Democrats' fixation on Iraq, in at least one
respect, is a boon to President Bush: It distracts
attention from the administration's
inept handling of the larger struggle against
jihadism. On Bush's watch, the jihadist contagion
has been spreading, not contracting. While the United
States has not been directly attacked since 9/11, the front has
simply shifted elsewhere: to Iraq, to Europe, to the Middle
East, and, disturbingly, back to Afghanistan. Islamist terrorism's
death toll has risen steeply over the last two years.
Attacks by "self-starter" terrorists with tenuous or no links
to al Qaeda suggest that the enemy now is less a specific terrorist
network than a diffuse ideological movement -- a global
jihad with no center or high command. A profusion of jihadist
websites, featuring videos of terrorist attacks and beheadings,
provides inspiration, religious sanction, and technical advice
to impressionable young Muslims everywhere.
There is no doubt that the Iraqi insurgency has been a
catalyst for the growth of the global jihad. But that doesn't
mean the jihadist fever will subside if the United States suddenly
leaves Iraq. On the contrary, driving the American
Goliath out of Iraq would burnish the jihadist mystique and
convince many fence-sitters to sign up.
Some foreign policy analysts dismiss the severity of the
jihadist threat, which they believe the White House has
exaggerated for political reasons.
That's a big mistake. Although the ranks of hardcore terrorists
may be small, the number of Islamist sympathizers,
theorists, enablers, and potential recruits appears to be
growing. Saudi Arabia has been particularly active in building
the infrastructure that supports extremism, recycling oil
revenues to the tune of $75 billion over the last two decades
to spread Wahhabi fundamentalism around the world.
Instead of minimizing the jihadist threat, Americans
should study the jihadist ideology.
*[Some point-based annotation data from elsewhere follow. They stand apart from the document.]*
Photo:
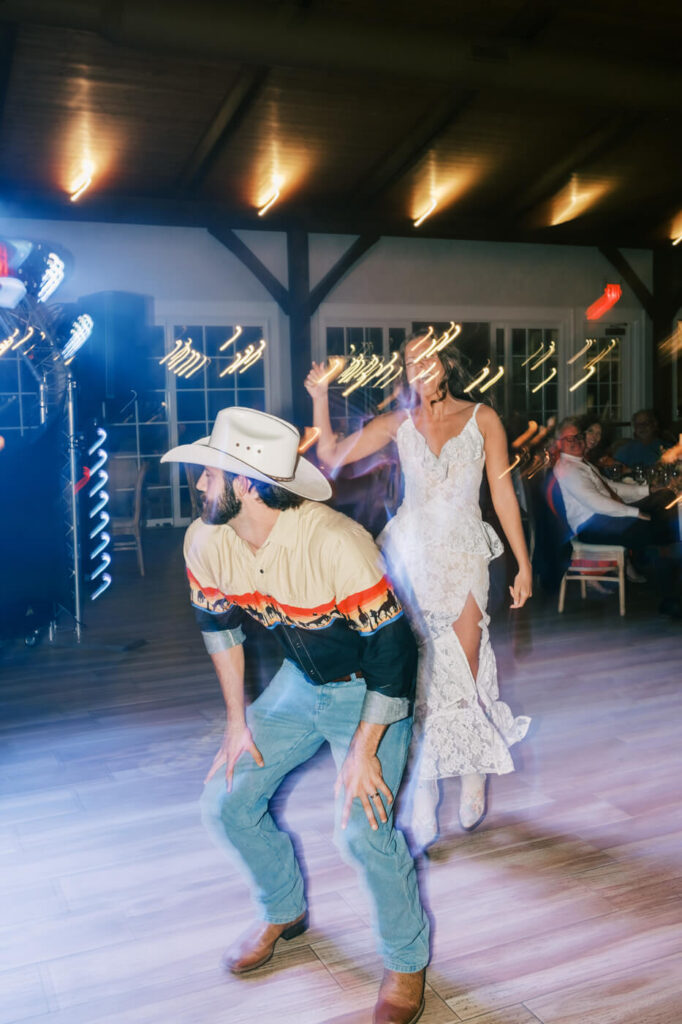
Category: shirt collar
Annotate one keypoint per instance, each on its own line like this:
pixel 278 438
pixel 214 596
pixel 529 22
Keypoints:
pixel 285 531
We need the equivalent
of the Cold War's Kremlinologists -- jihadologists who can
help U.S. policymakers understand what motivates extremism
and devise better strategies for diminishing its appeal to
Muslims wherever they live.
Bush's "war on terror" has focused too narrowly on terrorists'
means rather than their ideas. Reza Aslan, an
American Muslim, argues in With All Our Might that the
president seems oblivious to the context from which jihadist
extremism springs. The movement arises from a civil war
raging within Islam. It pits reformers seeking an accommodation
with modernity against fundamentalists determined
to rid Islam of all modern and corrupting
ideas.
"The simple truth is that the
United States has a national security
interest in the outcome of the Islamic
Reformation currently under way
throughout the Muslim world," Aslan
writes. "It must therefore do whatever
it can to tip the balance of power away
from the extremists and back to the
massive yet voiceless majority who are as much victims of jihadism as is the West."
Yet Bush's excessively militarized response to terrorism
and his reductive, good-versus-evil rhetoric has played into
the jihadists' strategy of framing their struggle as an irreconcilable
conflict between Islam and the "crusader" West.
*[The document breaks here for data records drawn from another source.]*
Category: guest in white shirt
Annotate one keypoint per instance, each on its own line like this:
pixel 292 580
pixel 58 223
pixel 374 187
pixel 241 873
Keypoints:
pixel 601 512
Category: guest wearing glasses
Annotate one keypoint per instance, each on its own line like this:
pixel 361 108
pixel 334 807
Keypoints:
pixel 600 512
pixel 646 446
The United States needs a smarter strategy for undercutting
the ideological appeal of the global jihad. For starters, we need
to rally the world's democracies to a stouter defense of their liberal
ideas. We should challenge the international community to
strengthen norms against killing civilians and impose meaningful
penalties on states that don't comply with tough new anti-terror
conventions. We should join the International Criminal
Court and seek indictments against Osama bin Laden and
other terror chiefs for crimes against humanity. It's time for a
real zero-tolerance policy toward terrorism, not one that makes
exceptions for "resistance to occupation."
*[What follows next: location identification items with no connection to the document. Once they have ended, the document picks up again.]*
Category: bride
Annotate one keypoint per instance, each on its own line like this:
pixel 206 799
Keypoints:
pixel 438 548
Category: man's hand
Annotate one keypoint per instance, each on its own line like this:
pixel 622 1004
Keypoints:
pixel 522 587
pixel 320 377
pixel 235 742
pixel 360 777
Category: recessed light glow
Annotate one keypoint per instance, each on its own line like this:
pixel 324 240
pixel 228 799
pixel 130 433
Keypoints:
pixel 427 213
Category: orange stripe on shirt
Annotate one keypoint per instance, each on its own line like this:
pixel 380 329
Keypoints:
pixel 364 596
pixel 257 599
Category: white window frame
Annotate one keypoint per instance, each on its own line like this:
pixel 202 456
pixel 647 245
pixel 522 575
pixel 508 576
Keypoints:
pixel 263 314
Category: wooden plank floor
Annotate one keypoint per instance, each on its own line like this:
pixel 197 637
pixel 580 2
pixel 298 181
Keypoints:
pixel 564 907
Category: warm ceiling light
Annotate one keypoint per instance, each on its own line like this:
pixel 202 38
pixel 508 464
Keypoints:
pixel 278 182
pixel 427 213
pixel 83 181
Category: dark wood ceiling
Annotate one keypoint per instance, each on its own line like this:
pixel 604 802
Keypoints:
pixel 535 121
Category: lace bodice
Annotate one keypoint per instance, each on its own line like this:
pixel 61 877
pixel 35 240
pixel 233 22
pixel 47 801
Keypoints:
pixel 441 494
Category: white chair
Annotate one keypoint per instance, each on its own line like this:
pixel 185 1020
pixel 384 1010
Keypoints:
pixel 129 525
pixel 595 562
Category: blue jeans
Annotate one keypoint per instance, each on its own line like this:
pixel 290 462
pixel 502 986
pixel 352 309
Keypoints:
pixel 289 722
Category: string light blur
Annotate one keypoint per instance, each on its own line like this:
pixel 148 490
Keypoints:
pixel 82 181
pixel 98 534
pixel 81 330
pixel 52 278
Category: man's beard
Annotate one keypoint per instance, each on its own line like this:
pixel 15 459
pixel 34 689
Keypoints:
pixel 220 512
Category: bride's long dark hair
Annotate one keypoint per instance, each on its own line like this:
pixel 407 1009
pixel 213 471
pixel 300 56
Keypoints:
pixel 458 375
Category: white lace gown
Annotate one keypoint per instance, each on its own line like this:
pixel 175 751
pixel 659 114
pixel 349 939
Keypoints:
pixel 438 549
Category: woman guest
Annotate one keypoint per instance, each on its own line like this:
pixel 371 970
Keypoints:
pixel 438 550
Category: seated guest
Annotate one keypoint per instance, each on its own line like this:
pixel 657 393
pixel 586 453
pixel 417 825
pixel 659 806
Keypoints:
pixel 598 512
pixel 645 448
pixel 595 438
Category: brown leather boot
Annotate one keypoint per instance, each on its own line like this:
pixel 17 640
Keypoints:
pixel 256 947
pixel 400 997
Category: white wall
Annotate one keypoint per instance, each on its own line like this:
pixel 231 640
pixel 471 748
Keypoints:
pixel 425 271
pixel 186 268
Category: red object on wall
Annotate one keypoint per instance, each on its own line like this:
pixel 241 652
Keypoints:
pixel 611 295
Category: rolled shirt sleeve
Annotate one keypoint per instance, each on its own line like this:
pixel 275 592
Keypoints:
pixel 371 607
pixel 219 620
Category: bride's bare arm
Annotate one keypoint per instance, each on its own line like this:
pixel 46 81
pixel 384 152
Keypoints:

Next, the West must make common cause with the majority
of moderate Muslims who want no part of the global jihad.
Borrowing from a successful Cold War template, we should
join with Europe in launching a Helsinki-type process to provide
moral, political, and material support for human rights
activists, liberal reformers, and independent civic groups in
the Muslim world. To spur economic hope and opportunity,
we should create a Greater Middle East Prosperity Plan
intended to lower trade barriers and double the region's manufacturing
and agricultural exports by 2010.
Finally, we should embrace Aslan's suggestion that we
enlist U.S. Muslims in our public diplomacy toward the
Muslim world. Compared with their European counterparts,
American Muslims are relatively prosperous and well-assimilated,
and they live in a free country that is still more
religious than secular. Who better to testify to the essential
compatibility between religious faith, free enterprise, and
liberal political and governing institutions?
It's time for America to speak to the Muslim world less
in the language of war and more in the common vocabulary
of universal human aspirations for freedom and justice.